Sports drinks, are they good for you and do they work?

November 24, 2014 by Terry Weyman

By Dr. Terry Weyman
In a great article by Dr. Robert Silverman, written in the journal “Dynamic Chiropractic”, Dr. Silverman takes an indepth look at Key components of a performance/recovery drink and to see if you are getting what you desire. In this article I am going to summarize Dr. Silvermans findings, breaking it down so that implementation is easy.
Why use a recovery/performance drink?
When you sweat and work out your body gets depleted of vital nutrients as well the cells in your body begin to dehydrate. Drinking just water provides the necessary hydration but unfortunately, it lacks the key nutrients to aid in performance and recovery. If water is not sufficient, is there a sports drink on the market that will work? Dr. Silverman did an extensive review of the various literature looking at the ingredients and efficiency. Even though the “best” sports drink say they have carbohydrates, electrolytes and numerous other “performance nutrition” do they do the job and are they good for you. A good Sports Drink should not only fuel activity, but also aid in recovery.  
What the drinks should have
Carbohydrates: 
“Carbs are a key component for athletic performance, recovery and health. Dr. Silverman recommends 30-60 grams of carbs per hour for an athletic endeavor. The carbohydrate  amount will prevent immunosupression, which naturally occurs during intensive exercise. In addition, this amount enables athletes to maintain blood glucose levels, and to
maintain blood glucose levels, and optimize glucose uptake and oxidation in performance. 
Electrolytes:
Sports drinks should contain electrolytes such as sodium, potassium magnesium and chloride. Magnesium, a key electrolyte, plays a pivotal role in 300 enzymatic reactions. Bisglycinate has been shown to be the best form of magnesium because it is chelated (bonded) to an amino acid (glycine).
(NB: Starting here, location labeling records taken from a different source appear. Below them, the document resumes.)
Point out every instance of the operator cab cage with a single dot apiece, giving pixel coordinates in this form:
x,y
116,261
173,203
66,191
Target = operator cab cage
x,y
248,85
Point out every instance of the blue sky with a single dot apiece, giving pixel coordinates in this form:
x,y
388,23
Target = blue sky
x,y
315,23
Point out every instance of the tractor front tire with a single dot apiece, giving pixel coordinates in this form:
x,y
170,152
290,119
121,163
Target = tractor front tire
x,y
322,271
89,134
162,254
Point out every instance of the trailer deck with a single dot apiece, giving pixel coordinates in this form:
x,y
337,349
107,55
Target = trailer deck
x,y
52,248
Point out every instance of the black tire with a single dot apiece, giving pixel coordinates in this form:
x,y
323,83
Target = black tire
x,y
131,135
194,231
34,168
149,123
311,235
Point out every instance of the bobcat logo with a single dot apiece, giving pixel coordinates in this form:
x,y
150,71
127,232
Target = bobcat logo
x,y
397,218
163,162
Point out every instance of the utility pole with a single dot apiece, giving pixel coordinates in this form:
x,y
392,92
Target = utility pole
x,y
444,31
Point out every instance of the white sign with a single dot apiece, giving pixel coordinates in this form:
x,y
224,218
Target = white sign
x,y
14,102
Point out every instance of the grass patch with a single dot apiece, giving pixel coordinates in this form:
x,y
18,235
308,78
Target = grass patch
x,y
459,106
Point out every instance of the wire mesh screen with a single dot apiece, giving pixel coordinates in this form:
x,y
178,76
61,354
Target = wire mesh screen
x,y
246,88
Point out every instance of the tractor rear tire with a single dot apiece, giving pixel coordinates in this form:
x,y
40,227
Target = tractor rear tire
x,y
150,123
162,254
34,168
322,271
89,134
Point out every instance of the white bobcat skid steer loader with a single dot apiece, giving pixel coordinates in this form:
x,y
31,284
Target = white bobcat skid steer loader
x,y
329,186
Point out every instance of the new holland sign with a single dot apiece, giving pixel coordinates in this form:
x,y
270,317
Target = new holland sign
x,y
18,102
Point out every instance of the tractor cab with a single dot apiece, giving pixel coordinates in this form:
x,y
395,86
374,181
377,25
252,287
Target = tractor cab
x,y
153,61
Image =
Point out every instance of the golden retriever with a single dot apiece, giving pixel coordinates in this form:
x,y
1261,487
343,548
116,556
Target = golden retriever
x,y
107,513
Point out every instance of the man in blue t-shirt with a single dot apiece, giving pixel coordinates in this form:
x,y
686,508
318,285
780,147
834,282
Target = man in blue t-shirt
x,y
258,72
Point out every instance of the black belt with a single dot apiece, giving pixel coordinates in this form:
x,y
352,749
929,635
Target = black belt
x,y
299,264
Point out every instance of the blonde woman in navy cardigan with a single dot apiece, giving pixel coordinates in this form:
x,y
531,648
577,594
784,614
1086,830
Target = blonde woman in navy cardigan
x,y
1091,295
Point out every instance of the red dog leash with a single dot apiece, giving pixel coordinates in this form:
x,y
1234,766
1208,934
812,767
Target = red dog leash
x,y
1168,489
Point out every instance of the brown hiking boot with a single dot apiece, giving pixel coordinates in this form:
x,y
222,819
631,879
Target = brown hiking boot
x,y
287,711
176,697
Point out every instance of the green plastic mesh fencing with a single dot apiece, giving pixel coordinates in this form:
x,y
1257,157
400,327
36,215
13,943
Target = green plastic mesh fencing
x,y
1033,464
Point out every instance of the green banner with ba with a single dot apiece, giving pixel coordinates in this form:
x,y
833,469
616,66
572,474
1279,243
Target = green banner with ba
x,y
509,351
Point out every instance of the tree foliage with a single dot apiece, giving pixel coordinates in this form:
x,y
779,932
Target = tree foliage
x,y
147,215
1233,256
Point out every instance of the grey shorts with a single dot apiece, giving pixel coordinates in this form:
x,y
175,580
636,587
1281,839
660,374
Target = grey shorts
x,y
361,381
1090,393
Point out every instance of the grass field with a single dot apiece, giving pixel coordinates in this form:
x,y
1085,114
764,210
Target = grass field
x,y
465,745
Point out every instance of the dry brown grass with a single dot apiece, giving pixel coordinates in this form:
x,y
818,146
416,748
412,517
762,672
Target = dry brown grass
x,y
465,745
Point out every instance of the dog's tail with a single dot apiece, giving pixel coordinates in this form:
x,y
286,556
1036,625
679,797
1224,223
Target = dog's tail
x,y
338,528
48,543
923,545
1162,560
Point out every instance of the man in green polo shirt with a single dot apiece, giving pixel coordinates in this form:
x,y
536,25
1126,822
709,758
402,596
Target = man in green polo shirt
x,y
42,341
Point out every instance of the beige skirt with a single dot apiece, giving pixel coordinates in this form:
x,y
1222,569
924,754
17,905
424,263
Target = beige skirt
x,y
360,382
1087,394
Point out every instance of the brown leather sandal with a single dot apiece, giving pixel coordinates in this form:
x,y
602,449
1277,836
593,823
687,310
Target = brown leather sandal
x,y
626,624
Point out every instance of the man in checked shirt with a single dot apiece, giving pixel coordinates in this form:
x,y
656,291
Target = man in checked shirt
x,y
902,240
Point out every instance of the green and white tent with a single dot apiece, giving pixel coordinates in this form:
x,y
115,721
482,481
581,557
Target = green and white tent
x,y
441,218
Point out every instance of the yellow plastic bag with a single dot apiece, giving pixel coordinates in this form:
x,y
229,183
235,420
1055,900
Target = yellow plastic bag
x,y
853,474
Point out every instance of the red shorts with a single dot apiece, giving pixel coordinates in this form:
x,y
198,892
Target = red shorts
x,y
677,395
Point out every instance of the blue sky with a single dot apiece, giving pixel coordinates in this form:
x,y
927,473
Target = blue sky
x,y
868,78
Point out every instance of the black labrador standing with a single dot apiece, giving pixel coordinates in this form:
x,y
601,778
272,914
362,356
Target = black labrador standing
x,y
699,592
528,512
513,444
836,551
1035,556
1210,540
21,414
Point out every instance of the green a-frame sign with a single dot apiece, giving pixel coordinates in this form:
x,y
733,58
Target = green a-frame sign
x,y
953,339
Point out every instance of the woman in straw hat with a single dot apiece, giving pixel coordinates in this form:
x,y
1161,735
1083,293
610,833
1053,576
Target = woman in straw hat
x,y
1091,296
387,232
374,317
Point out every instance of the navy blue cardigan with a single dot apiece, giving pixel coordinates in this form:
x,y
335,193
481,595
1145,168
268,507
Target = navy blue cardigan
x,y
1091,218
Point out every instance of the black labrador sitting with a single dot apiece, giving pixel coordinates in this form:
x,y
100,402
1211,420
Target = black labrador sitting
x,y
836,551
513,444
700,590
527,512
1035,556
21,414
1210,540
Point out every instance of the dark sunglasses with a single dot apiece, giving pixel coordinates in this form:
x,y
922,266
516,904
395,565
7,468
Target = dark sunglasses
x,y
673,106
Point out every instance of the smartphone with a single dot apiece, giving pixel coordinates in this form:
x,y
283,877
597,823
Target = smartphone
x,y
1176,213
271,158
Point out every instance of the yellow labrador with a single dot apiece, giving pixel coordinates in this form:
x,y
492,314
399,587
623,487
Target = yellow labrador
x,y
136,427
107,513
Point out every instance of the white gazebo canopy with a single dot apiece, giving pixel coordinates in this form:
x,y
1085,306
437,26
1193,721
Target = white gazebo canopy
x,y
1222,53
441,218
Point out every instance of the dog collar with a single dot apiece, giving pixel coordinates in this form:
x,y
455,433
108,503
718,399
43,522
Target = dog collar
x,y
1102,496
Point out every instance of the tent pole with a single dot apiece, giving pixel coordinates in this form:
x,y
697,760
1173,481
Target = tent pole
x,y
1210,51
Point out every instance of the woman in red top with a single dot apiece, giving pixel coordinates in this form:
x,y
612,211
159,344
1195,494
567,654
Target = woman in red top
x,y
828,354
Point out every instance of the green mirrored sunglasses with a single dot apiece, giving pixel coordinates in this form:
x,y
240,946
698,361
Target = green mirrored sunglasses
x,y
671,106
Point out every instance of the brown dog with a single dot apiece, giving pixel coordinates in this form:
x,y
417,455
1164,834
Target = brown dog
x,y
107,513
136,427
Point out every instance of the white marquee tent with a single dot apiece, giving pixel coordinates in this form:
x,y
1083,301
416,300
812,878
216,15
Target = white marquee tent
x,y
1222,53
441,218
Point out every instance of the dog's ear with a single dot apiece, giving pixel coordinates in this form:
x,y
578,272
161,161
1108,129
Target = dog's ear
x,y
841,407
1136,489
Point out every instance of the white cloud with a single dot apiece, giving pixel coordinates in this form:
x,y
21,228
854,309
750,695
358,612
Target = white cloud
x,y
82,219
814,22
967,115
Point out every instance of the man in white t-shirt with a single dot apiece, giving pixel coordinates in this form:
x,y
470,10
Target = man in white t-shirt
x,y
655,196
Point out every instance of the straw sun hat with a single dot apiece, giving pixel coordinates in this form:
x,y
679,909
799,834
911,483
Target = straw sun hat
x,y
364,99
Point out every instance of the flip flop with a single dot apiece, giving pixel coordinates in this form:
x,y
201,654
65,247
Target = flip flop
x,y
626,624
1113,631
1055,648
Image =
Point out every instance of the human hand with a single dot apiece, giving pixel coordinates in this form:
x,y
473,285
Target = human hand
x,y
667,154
Magnesium in the form of bisglycinate ensures increased intestinal absorption and prevents diarrhea. Finding a company that formulate Magnesium in this form is hard, hence why some sport drinks cause intestinal issues.
Other ingredients that are important:
Malic Acid– a critical addition to a sports drink formulation since it reduces muscle tenderness and assists in soft tissue recovery. 
Taurine- is an amino acid that helps regulate the level of water and mineral salts in the blood by keeping potassium and magnesium inside the cell. At the same time, taurine prevents excessive sodium from entering the cell. L-Taurine’s properties have been validated in numerous studies.
L-Carnosine- Also,an amino acid, helps fight muscle fatigue in fast twitch fibers and aids in athletic performance. 
In addition, a complete range of complex B vitamins for energy production should be included in the drink as well. 
Maximum Carb Efficiency
“Research has shown that a combination of diverse sugars maximizes carbohydrate absorption during exercise. Since glucose and fructose are absorbed at different rates, both glucose and fructose polymers should be present to optimize multiple pathways of absorption during exercise. Most commercial brands use only glucose polymers.
Literature reveals that a glucose-fructose combination, versus water or glucose alone, is the best choice for carbohydrates in a sports drink. The glucose-fructose combination results in improved power performance, running time, time to fatigue during cycling, and a perceived higher level of exertion during both strength and endurance exercises.”
Does your sports drink make the cut?
“Of the more popular brands, Powerade contains high-fructose corn syrup as a source of carbohydrates; it lacks electrolytes and any recovery ingredients. Gatorade has no vitamins and contains only sodium and potassium. Both these brands rely solely on glucose as a carbohydrate source and lack fructose. Another popular brand, Vitamin Water, has no sodium or chloride and contains only trace amounts of magnesium.
Coconut water has very high levels of potassium without any sodium content, and low levels of magnesium. Analysis of coconut water reveals that it primarily contains sucrose as a main carbohydrate source, rather than glucose and fructose in an appropriate ratio of 3:1.” 
Its Dr. Silvermans professional opinion, that non of these aforementioned commercial brands contain a proper formulation to aid in athletic performance. Instead, they hinder athletic performance.
What to look for in your “Sports Drink”.
“When looking for a good sports drink do your due diligence. You research what kind of food to eat, now its time to research the best sports drink. Look to companies that provide the powder that you mix your own, found in Cycling and performance shops. Talk to your Sports Medicine practitioners for their opinion on what works best for you. Look for the following ingredients when you are reading your labels.
The drink should contain the 4 electrolytes as ingredients and have the appropriate 3:1 ratio of glucose to fructose. In addition, it should include magnesium in the bisglycinate form, as well as malic acid, taurine, L-Carnosine and complex B vitamins to aid in athletic recovery, states Dr. Silverman”
Read your labels, do your work. You are only given one body and its highly tuned and complex. Treat it with respect and take care of it and your body will perform as it was designed to do.
Dr. Terry Weyman is the Clinic Director of Chiropractic Sports Institute, www.gotcsi.com

Filed Under: Tidbits Blog Tagged With: athletes, food for athletic performance, monstaer, nutrition, redbull, rockstar, sports drinks

How to reduce inflammation through diet and supplementation

February 23, 2011 by Terry Weyman

By Dr. Terry Weyman

We all suffer in various degrees of inflammatory pain. However, in the world of high level athletics or business, the pain can interfere with our performance not only on the physical level but the mental as well. Each of us needs to focus on reducing our individual inflammation issues and diet is a great way to start. Every ounce of energy spent doing another physical task is lost and can’t be used for performance output. Let’s look at which foods can increase inflammation and which ones will help decrease inflammation.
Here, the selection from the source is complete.